HFEA confirmed to The Guardian, following a Freedom of Information request, that a “small number of babies” have been born in the UK using mitochondrial donation transfer.

The independent regulator, which oversees the use of gametes and embryos in fertility treatment and research, said that as of April 2023, “less than five” babies have been born using the treatment.

Mitochondrial Diseases Explained

It declined to give the exact number of births via the treatment, noting that doing so “could lead to the identification of a person to whom the HFEA owes a duty of confidentiality.”

The condition of the babies is not known.

Mitochondrial diseases are passed down by the parents. Under MDT—essentially a modified version of in vitro fertilization—eggs or embryos are created using nuclear genetic material, or DNA, and mitochondria donated from the healthy egg of a second woman, preventing the child from inheriting the incurable condition.

While the babies will have the majority of their DNA from their two parents, 0.1 percent of its DNA, or roughly 37 genes, will come from the healthy egg provided by the second woman, according to the UK’s Department of Health (pdf), hence the term “three-parent babies.”

In a separate statement on Twitter, HFEA Chief Executive Peter Thompson said, “The UK was the first country in the world to allow mitochondrial donation treatment within a regulatory environment.”

“Mitochondrial donation treatment offers families with severe inherited mitochondrial illness the possibility of a healthy child. The HFEA oversees a robust framework which ensures that mitochondrial donation is provided in a safe and ethical manner,” Thompson continued. “All applications for treatment are assessed on an individual basis against the tests set out in the law and only after independent advice from experts.”

‘Still Early Days’

“These are still early days for mitochondrial donation treatment and the HFEA continues to review clinical and scientific developments,” he added.

According to the CDC, symptoms of mitochondrial diseases are not always visible, although they typically appear during toddler and preschool years.

Children with mitochondrial diseases display symptoms or signs of autism and epilepsy or have problems with muscle tone, as well as movement disorders such as difficulty with walking or eating.

Currently, there is no cure for mitochondrial diseases, and scientists have warned that vaccines could worsen the condition, saying more research is needed to determine if rare cases of the diseases are triggered by anything related to vaccines, according to the CDC.

However, there are a number of treatments available to help manage mitochondrial disease, such as vitamins and supplements and exercises, according to the Cleveland Clinic.

Potential Problems With MDT

Between one in 6,000 and one in 8,000 babies are affected by mitochondrial diseases, according to Boston’s Children’s Hospital, making them almost as common as childhood cancer.

In 2016, the first-ever baby born using MDT was welcomed by a Jordanian family who were treated by a U.S.-based team in Mexico, according to the New Scientist.

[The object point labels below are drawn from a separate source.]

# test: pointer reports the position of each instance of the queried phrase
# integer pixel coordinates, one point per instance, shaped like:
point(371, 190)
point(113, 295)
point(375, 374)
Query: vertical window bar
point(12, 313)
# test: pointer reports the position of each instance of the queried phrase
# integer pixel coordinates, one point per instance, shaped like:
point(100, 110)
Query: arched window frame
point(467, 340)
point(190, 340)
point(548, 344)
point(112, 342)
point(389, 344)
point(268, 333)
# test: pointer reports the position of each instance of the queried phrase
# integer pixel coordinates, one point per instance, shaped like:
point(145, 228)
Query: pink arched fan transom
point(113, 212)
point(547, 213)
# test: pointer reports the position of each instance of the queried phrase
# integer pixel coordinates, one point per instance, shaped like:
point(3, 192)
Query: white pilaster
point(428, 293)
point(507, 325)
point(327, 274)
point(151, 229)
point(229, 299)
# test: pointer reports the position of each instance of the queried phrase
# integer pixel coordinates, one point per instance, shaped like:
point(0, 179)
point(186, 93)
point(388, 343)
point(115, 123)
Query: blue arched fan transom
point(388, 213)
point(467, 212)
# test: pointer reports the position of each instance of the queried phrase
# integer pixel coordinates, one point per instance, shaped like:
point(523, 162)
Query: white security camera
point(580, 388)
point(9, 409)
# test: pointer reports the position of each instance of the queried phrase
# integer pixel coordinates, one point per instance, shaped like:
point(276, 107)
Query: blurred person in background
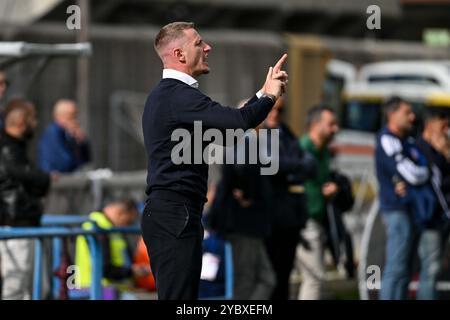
point(63, 147)
point(287, 191)
point(3, 88)
point(432, 143)
point(322, 126)
point(397, 160)
point(4, 83)
point(22, 187)
point(241, 214)
point(117, 254)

However, the condition of the child is not known.

Britain became one of the first countries in the world to be formally granted permission to use mitochondrial replacement therapy in 2017.

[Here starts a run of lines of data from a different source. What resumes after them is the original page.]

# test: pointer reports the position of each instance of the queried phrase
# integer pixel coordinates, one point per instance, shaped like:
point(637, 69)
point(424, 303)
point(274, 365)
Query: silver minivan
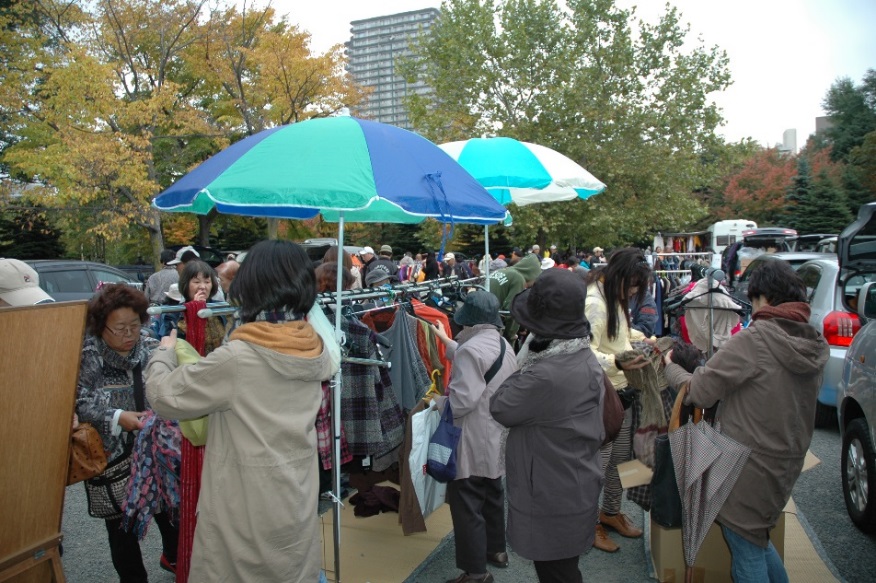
point(856, 391)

Professor Robin Lovell-Badge, the senior group leader and head of the Laboratory of Stem Cell Biology and Developmental Genetics at the Francis Crick Institute, London, told The Telegraph that he is eager to see how well the technique worked at “a practical level, whether the babies are free of mitochondrial disease, and whether there is any risk of them developing problems later in life. Or, if female, if their offspring are at risk of having the disease.”

“Such problems might arise if there is ‘reversion,’ where the initially small amounts of the mother’s mitochondrial DNA, with the disease-causing variant gene, that are carried over with her nuclear DNA, are amplified,” he noted.

However, Lovell-Badge noted that without MDT, “the risks of the children having mitochondrial disease would be very high.”